Now, when you apply this file, you will see that your pod is in a pending state because no node has the disktype label.

But when you label any node, you will see that the pod is running on that node that has the label.

So, in requiredDuringSchedulingIgnoredDuringExecution, the Pod will only be scheduled on nodes that match the specified criteria.

Using preferredDuringSchedulingIgnoredDuringExecution

Create a file affinity2.yaml and paste the following content in it:

  apiVersion: v1
  kind: Pod
  metadata:
    labels:
      run: redis
    name: redis2
  spec:
    containers:
      - image: redis
        name: redis2
    affinity:
      nodeAffinity:
        preferredDuringSchedulingIgnoredDuringExecution:
          - weight: 1
            preference:
              matchExpressions:
                - key: disktype
                  operator: In
                  values:
                    - hdd

In the above YAML file, we use a label disktype with a value hdd. Now in this case, the pod will first search for a node that has the same label. If it doesn't find this label, it will schedule on any of the available nodes.

Apply this file:

  kubectl apply -f affinity2.yaml

In this case, you will see that our redis2 pod is running on a worker node that has no label.

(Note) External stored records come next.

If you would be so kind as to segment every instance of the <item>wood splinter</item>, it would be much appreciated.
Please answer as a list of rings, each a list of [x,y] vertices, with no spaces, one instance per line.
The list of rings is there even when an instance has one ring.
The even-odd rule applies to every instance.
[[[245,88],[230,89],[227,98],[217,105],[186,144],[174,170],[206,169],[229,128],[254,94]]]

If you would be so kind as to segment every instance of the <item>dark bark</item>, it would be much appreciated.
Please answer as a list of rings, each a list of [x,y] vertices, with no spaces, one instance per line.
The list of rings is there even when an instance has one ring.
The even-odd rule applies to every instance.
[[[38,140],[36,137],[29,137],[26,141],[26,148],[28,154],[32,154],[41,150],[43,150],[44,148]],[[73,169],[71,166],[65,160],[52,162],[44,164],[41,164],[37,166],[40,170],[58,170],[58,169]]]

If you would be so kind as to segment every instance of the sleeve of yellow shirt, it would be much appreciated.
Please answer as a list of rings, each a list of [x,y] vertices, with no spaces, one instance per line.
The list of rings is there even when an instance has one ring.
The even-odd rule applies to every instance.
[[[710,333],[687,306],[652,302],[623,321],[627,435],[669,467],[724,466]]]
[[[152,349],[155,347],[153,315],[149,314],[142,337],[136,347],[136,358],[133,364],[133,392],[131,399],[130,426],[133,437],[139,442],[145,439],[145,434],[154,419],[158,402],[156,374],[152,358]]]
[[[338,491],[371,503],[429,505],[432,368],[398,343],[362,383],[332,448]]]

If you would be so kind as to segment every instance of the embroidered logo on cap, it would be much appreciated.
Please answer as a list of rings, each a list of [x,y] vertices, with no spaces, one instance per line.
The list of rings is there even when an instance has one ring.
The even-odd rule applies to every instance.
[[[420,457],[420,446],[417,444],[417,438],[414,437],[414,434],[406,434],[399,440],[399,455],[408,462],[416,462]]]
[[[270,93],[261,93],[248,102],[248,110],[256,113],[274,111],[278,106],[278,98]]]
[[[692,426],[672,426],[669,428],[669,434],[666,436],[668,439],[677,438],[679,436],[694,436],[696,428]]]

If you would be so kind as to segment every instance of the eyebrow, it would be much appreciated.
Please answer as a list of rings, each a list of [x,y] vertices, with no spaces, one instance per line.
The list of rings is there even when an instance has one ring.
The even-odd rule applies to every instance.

So, in preferredDuringSchedulingIgnoredDuringExecution, the scheduler will try to place the Pod on nodes that match the criteria, but it is not mandatory.

In both parts, IgnoredDuringExecution is common. This means that if you unlabel any of the nodes, it will not affect the running pod; it will affect the new pods. The pod will remain in the running state.

Important points to remember about Node Affinity

Nodes are labeled.
Affinity is a property on a pod specified in the pod specification/manifest file.
Pods that have an affinity specified will be scheduled on the nodes that are labeled with the same value.
A pod that does not have affinity specified might get scheduled on any nodes irrespective of whether the nodes are labeled.

In essence, node affinity is a property on a pod that attracts it to a labeled node with the same value. However, pods that do not have any affinity specified might get scheduled on any nodes irrespective of whether the nodes are labeled.

Combination of Taint, Toleration and Node Affinity

Suppose we have these nodes with specified labels and taints and some pods also with some affinity and tolerations. Our aim is that each pod with toleration and affinity should be scheduled in its matching taint and labels.

Now if we talk about first pod with toleration color=green, it first checks all node with same taint and schedule in it, so it may have possibility that it may schedule in Node Green and Node3 also because it has no taint so it can schedule pods.
Similarly, Pod with toleration color=blue has possibility of scheduled in Node2 Blue and Node3 also.

But our aim is not satisfying with these conditions. So, to prevent this problem we use Taint, Toleration + Node Affinity in combined form.

Conclusion

Often, one of Taints and Tolerations or Node Affinity might be enough to schedule the pods on the nodes of our choice. But if your requirement is complex, consider applying both concepts.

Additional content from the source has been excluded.